The first set of terms in the brackets is the unmodified form, describing a simple harmonic oscillator; the other two terms are new. The result of this simple alteration is really quite surprising. They found that, for low energies, the system continued to behave like two uncoupled oscillators; the orbits were smooth and well-behaved. This is not surprising because the cubic modifications are smaller than the original quadratic terms if the amplitude is small.  For higher energies the motion becomes a bit more complicated, but the phase space behaviour is still characterized by continuous lines, as shown in the left hand part of the following figure.

However, at higher values of the energy (right), the cubic terms become more important, and something very striking happens. A two-dimensional slice through the phase space no longer shows the continuous curves that typify the original system, but a seemingly disorganized scattering of dots. It is not possible to discern any pattern in the phase space structure of this system: it appear to be random.

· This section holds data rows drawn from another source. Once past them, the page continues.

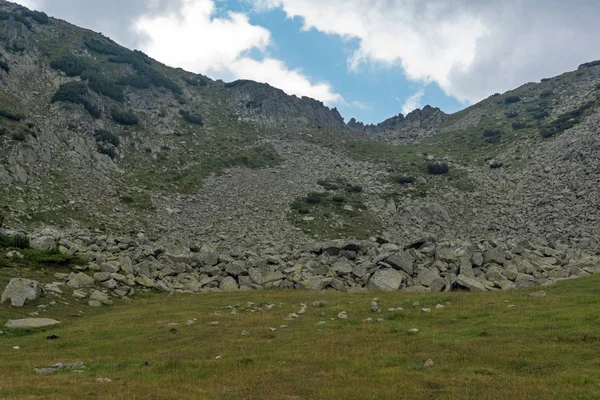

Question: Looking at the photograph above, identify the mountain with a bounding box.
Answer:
[0,1,600,251]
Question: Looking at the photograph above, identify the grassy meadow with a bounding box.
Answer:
[0,276,600,400]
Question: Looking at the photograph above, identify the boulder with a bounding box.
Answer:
[0,278,42,307]
[67,272,95,289]
[298,276,333,291]
[4,318,60,329]
[368,268,404,290]
[219,276,239,292]
[456,275,487,292]
[385,251,415,275]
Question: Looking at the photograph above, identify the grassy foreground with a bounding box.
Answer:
[0,276,600,399]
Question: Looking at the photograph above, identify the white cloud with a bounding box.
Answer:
[402,89,425,116]
[254,0,600,102]
[134,0,342,104]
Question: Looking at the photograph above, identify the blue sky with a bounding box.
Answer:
[17,0,600,123]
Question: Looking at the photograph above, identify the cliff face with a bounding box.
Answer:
[348,105,447,141]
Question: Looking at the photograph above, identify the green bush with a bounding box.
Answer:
[52,82,102,118]
[346,185,363,193]
[427,162,450,175]
[111,108,140,125]
[0,109,25,122]
[579,60,600,68]
[179,110,204,126]
[0,233,29,249]
[539,101,594,138]
[531,110,550,119]
[0,60,10,72]
[11,132,26,142]
[23,10,50,25]
[397,176,415,185]
[81,69,125,102]
[117,73,152,89]
[94,129,121,147]
[331,195,346,203]
[305,192,327,204]
[96,144,117,159]
[50,55,90,76]
[83,39,123,56]
[317,180,339,190]
[483,129,502,138]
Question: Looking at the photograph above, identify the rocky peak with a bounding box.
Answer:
[225,80,346,131]
[348,105,447,140]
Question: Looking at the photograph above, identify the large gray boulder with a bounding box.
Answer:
[367,268,404,290]
[0,278,42,307]
[219,276,239,292]
[67,272,95,289]
[385,251,415,275]
[4,318,60,329]
[456,275,487,292]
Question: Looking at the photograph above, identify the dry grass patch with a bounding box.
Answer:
[0,276,600,399]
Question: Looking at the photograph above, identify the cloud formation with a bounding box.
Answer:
[253,0,600,102]
[134,0,342,104]
[12,0,343,105]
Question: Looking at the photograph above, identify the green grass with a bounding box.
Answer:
[0,276,600,399]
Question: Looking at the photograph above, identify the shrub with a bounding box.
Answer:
[50,55,90,76]
[398,176,415,185]
[346,185,363,193]
[306,192,327,204]
[97,144,117,159]
[317,181,339,190]
[117,73,152,89]
[531,110,550,119]
[539,102,594,138]
[579,60,600,68]
[0,109,25,122]
[52,82,102,118]
[0,233,29,250]
[111,108,140,125]
[83,39,123,56]
[81,69,125,102]
[0,60,10,72]
[427,162,450,175]
[483,129,502,138]
[11,132,25,142]
[179,110,204,126]
[12,13,33,30]
[94,129,121,147]
[23,10,50,25]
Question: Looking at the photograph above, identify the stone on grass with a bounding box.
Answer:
[4,318,60,329]
[0,278,42,307]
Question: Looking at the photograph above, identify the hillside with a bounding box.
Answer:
[0,1,600,260]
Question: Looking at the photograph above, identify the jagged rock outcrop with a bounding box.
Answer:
[348,105,447,142]
[225,80,346,134]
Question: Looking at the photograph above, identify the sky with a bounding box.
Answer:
[12,0,600,123]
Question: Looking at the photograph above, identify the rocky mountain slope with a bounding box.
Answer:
[0,1,600,262]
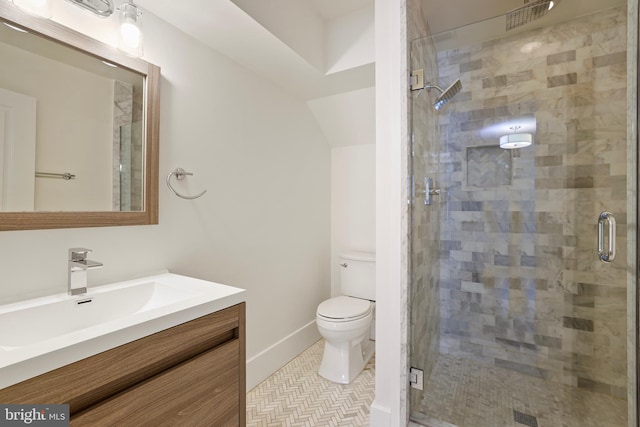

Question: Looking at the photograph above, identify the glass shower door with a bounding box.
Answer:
[409,1,637,427]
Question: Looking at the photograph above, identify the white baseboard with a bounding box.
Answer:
[247,320,321,391]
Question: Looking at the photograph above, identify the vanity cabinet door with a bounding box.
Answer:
[71,339,244,427]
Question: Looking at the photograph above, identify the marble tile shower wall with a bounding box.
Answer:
[438,8,627,398]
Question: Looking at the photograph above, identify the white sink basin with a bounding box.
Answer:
[0,282,196,350]
[0,273,244,388]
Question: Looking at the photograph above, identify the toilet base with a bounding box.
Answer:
[318,337,375,384]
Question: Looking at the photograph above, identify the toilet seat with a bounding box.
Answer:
[316,296,372,322]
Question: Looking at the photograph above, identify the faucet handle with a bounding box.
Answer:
[69,248,92,261]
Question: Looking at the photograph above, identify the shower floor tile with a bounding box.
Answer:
[412,354,627,427]
[247,340,375,427]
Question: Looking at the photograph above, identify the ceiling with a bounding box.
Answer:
[136,0,375,100]
[308,0,373,20]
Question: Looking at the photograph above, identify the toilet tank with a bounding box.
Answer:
[339,252,376,301]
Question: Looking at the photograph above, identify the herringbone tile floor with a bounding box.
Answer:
[247,340,375,427]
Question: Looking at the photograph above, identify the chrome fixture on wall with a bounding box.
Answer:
[166,168,207,200]
[505,0,559,31]
[118,0,142,56]
[410,69,462,111]
[11,0,143,57]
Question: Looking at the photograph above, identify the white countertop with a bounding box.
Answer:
[0,273,245,388]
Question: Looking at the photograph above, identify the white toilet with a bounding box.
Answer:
[316,252,376,384]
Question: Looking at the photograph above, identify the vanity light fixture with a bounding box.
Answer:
[500,125,533,150]
[12,0,53,19]
[118,0,142,56]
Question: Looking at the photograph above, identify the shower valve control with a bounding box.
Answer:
[409,69,424,90]
[409,368,424,390]
[424,177,440,205]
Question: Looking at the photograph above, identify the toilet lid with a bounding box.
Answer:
[317,296,371,319]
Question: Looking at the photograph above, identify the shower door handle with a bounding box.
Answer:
[598,212,616,262]
[424,178,440,205]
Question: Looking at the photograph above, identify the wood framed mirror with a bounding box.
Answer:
[0,2,160,231]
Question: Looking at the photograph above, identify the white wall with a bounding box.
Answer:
[331,144,376,296]
[307,87,376,147]
[0,0,330,387]
[371,0,408,427]
[325,4,375,74]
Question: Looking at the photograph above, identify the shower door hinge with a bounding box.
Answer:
[409,69,424,90]
[409,368,424,390]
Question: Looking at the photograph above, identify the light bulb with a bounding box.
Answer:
[118,2,143,56]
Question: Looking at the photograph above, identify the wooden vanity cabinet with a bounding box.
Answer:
[0,303,246,427]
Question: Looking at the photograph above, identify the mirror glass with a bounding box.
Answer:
[0,2,159,230]
[0,21,144,212]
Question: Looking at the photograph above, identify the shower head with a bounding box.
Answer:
[505,0,559,31]
[425,79,462,111]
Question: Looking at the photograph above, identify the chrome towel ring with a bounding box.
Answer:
[167,168,207,200]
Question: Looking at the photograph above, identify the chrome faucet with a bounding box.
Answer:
[69,248,102,295]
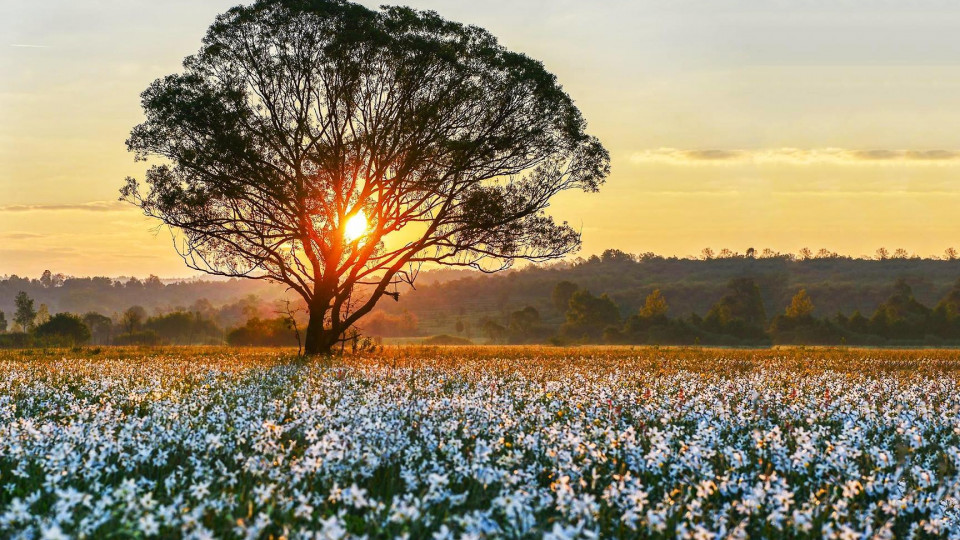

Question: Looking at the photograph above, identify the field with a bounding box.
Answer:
[0,347,960,538]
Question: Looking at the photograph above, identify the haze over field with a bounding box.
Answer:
[0,0,960,276]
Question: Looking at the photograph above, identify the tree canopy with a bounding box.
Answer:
[122,0,609,352]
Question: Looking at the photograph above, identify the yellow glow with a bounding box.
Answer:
[343,211,367,242]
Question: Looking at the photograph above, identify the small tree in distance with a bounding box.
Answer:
[786,289,813,319]
[121,0,610,354]
[13,291,37,332]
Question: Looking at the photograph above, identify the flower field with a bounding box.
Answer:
[0,347,960,538]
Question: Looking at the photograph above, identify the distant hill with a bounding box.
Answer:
[0,250,960,335]
[381,250,960,333]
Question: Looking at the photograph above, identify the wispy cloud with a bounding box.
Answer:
[0,232,43,240]
[0,201,130,212]
[630,148,960,165]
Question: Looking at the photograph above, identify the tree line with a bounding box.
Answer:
[0,291,298,348]
[481,277,960,346]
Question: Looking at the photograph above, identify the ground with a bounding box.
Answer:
[0,347,960,538]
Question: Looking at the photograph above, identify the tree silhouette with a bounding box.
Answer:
[121,0,609,354]
[640,289,670,319]
[13,291,37,332]
[786,289,813,319]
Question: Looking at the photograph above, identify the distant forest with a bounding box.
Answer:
[0,249,960,345]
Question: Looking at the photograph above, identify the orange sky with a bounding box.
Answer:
[0,0,960,276]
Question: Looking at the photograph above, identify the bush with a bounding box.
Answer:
[113,330,160,345]
[227,317,297,347]
[34,313,90,346]
[0,332,35,349]
[420,334,473,345]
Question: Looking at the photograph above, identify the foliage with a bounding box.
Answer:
[560,289,620,341]
[33,313,90,345]
[227,317,297,347]
[0,347,960,538]
[122,0,609,354]
[13,291,37,332]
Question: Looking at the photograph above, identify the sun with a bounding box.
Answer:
[343,211,367,243]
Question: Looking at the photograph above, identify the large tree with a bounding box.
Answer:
[122,0,609,353]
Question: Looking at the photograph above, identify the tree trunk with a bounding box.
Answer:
[303,307,337,356]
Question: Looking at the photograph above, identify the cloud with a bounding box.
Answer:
[0,232,44,240]
[630,148,960,165]
[0,201,131,212]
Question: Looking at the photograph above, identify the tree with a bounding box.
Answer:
[507,306,540,343]
[640,289,670,319]
[120,306,147,334]
[561,289,620,339]
[83,311,113,345]
[704,278,767,338]
[786,289,813,319]
[13,291,37,332]
[33,304,50,326]
[551,281,580,313]
[34,313,90,345]
[40,270,53,289]
[121,0,610,354]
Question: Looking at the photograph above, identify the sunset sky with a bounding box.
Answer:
[0,0,960,277]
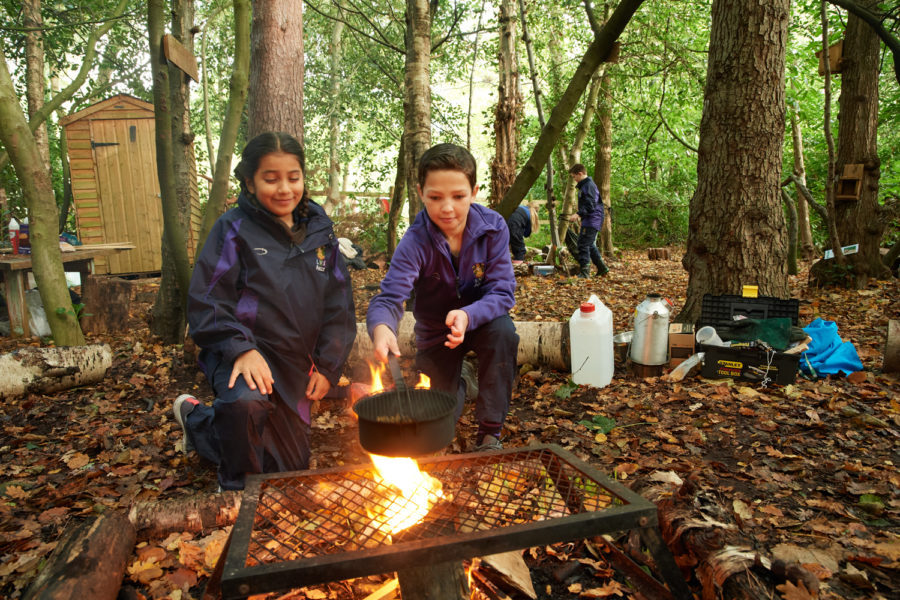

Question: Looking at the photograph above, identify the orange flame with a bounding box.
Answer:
[369,362,384,394]
[370,454,444,533]
[416,373,431,390]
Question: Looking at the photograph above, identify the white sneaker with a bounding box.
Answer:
[172,394,200,454]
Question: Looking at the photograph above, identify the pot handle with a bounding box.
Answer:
[388,354,406,391]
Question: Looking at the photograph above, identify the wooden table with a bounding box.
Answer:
[0,243,134,337]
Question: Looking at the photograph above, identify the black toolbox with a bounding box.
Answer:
[697,294,800,385]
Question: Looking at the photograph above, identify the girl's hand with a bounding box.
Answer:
[372,323,400,362]
[228,350,275,394]
[306,371,331,403]
[444,309,469,348]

Nowadays we describe the transition from these two types of behaviour as being accompanied by the onset of chaos. It is important to note that this system is entirely deterministic, but it generates a phase space pattern that is quite different from what one would naively expect from the behaviour usually associated with classical Hamiltonian systems. To understand how this comes about it is perhaps helpful to think about predictability in classical systems. It is true that precise knowledge of the state of a system allows one to predict its state at some future time.  For a single particle this means that precise knowledge of its position and momentum, and knowledge of the relevant H, will allow one to calculate the position and momentum at all future times.

But think a moment about what this means. What do we mean by precise knowledge of the particle’s position? How precise? How many decimal places? If one has to give the position exactly then that could require an infinite amount of information. Clearly we never have that much information. Everything we know about the physical world has to be coarse-grained to some extent, even if it is only limited by measurement error. Strict determinism in the form advocated by Laplace is clearly a fantasy. Determinism is not the same as predictability.

In “simple” Hamiltonian systems what happens is that two neighbouring phase-space paths separate from each other in a very controlled way as the system evolves. In fact the separation between paths usually grows proportionally to time. The coarse-graining with which the input conditions are specified thus leads to a similar level of coarse-graining in the output state. Effectively the system is predictable, since the uncertainty in the output is not much larger than in the input.

In the chaotic system things are very different. What happens here is that the non-linear interactions represented in the Hamiltonian play havoc with the initial coarse-graining. Phase-space orbits that start out close to each other separate extremely violently (typically exponentially) and in a way that varies from one part of the phase space to another.  What happens then is that particle paths become hopelessly scrambled and the mapping between initial and final states becomes too complex to handle. What comes out  the end is practically impossible to predict.